Halte Pakuan adalah satu-satunya hiburan di mana dia merasa hidup, berada di tengah hiruk-pikuk zaman di era perubahan dua tahun setelah tumbangnya orde baru.
"Siang, Teteh, mangga calik (Siang, Mbak, silakan duduk)," sapa Aryo ramah pada tiga orang gadis berseragam SMU yang berjalan melintas tepat di depannya.
Sapaannya dibalas cuek oleh tiga gadis  yang dituju, melangkah santai melewatinya tanpa ada jawaban, tanpa respons, seolah tak ada siapa-siapa di depan mereka.
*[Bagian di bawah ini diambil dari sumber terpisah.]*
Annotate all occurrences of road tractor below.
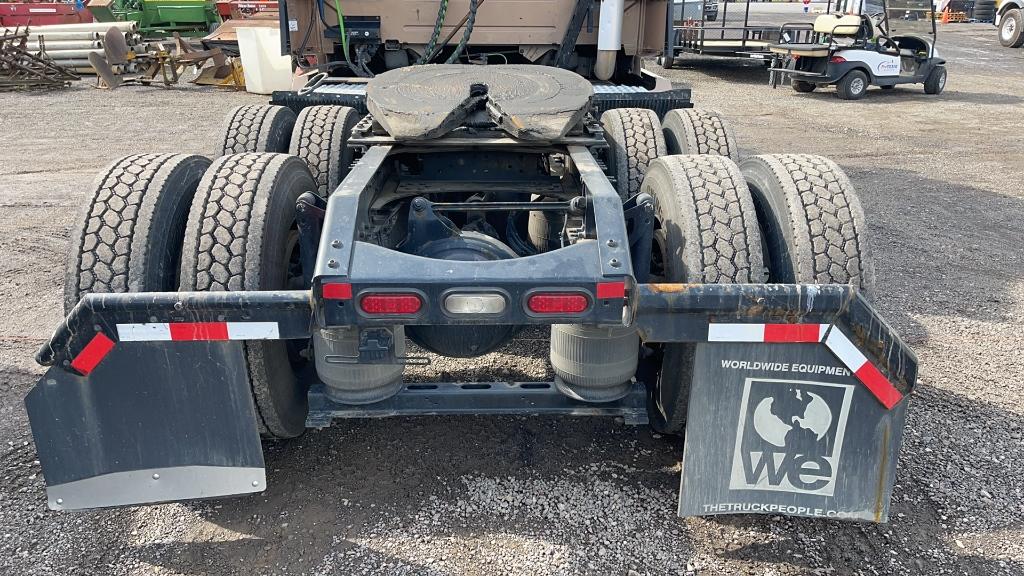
[26,0,918,522]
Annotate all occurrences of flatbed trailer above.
[659,0,811,68]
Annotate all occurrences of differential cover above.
[367,65,594,140]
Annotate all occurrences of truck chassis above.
[26,66,916,522]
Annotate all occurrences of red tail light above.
[359,294,423,316]
[526,292,590,314]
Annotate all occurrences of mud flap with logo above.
[25,341,266,509]
[679,342,907,522]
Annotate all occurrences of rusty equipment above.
[0,29,78,91]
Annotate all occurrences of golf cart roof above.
[884,0,935,38]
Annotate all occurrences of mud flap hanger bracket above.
[627,284,918,409]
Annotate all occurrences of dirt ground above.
[0,20,1024,575]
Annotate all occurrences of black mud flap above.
[25,341,266,509]
[679,338,907,522]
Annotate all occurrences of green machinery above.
[88,0,220,37]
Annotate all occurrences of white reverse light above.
[444,292,505,314]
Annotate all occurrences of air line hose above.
[444,0,479,64]
[416,0,447,65]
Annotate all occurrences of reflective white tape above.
[227,322,281,340]
[825,326,867,372]
[708,324,765,342]
[118,322,171,342]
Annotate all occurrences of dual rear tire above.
[643,154,874,434]
[65,106,357,439]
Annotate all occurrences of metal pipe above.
[594,0,626,80]
[4,29,99,42]
[26,39,102,52]
[11,22,138,34]
[40,48,103,61]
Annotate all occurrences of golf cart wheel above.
[220,105,295,156]
[790,79,818,94]
[925,66,947,94]
[65,154,210,314]
[601,108,666,201]
[180,153,316,439]
[739,154,874,292]
[836,70,868,100]
[999,8,1024,48]
[289,106,359,197]
[662,108,739,161]
[642,155,764,434]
"Teteh rambutnya lucu, cantik.," tambah Aryo nakal seolah tak peduli dengan gestur penolakan tiga gadis SMU itu.
Gadis berambut keriting panjang yang diikat kuda langsung menengok ke arah Aryo, alih-alih mendapat senyuman, gadis itu malah menampakan gestur penolakan dan tanpa senyuman segera membalikkan leher, melewati Aryo yang tertegun ragu.
"Serbuuuuu!!"
Pekik seseorang di seberang jalan, tangannya ditarik ke atas memberi komando, diiringi pekikan yang sama oleh puluhan temannya.
Mereka mulai menambah kecepatan, dari jalan menjadi berlari, menuju ke halte tempat Aryo dan teman-temannya berada.
"Yo!! Cabut, kita diserang!!" perintah Erwin pada Aryo.
Ya, Tuhan, Aryo panik, adrenalinnya naik, dilihat sekilas ratusan anak STM lain tengah berlari ke arahnya, tangan-tangan mereka membawa aneka senjata tajam, dari mulai pedang, samurai hingga gear yang diikat tali bersiap menghantam apa pun yang ada di depannya.
"Ikut gua!!" ujar Aryo berusaha tenang, gestur tangan dan matanya mengajak Erwin dan dua orang temannya berbalik arah menuju toko buku Gramedia di belakang halte.